Overtopping or overflow of an embankment dam beyond its spillway capacity will cause its eventual failure. The erosion of the dam's material by overtopping runoff will remove masses of material whose weight holds the dam in place and against the hydraulic forces acting to move the dam. Even a small sustained overtopping flow can remove thousands of tons of overburden soil from the mass of the dam within hours. The removal of this mass unbalances the forces that stabilize the dam against its reservoir as the mass of water still impounded behind the dam presses against the lightened mass of the embankment, made lighter by surface erosion. As the mass of the dam erodes, the force exerted by the reservoir begins to move the entire structure. The embankment, having almost no elastic strength, would begin to break into separate pieces, allowing the impounded reservoir water to flow between them, eroding and removing even more material as it passes through. In the final stages of failure, the remaining pieces of the embankment would offer almost no resistance to the flow of the water and continue to fracture into smaller and smaller sections of earth or rock until they disintegrate into a thick suspension of earth, rocks and water.
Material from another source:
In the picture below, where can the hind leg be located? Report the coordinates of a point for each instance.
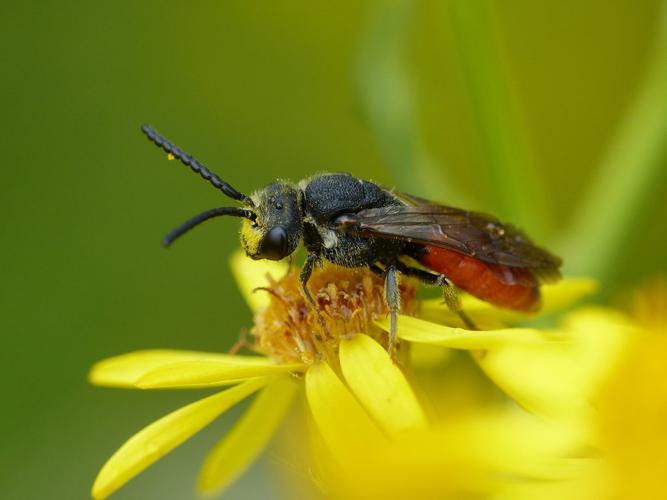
(449, 293)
Therefore, safety requirements for the spillway are high, and require it to be capable of containing a maximum flood stage. It is common for its specifications to be written such that it can contain at least a one-hundred-year flood.[11] A number of embankment dam overtopping protection systems were developed in the early 21st century.[12] These techniques include concrete overtopping protection systems, timber cribs, sheet-piles, riprap and gabions, Reinforced Earth, minimum energy loss weirs, embankment overflow stepped spillways, and precast concrete block protection systems.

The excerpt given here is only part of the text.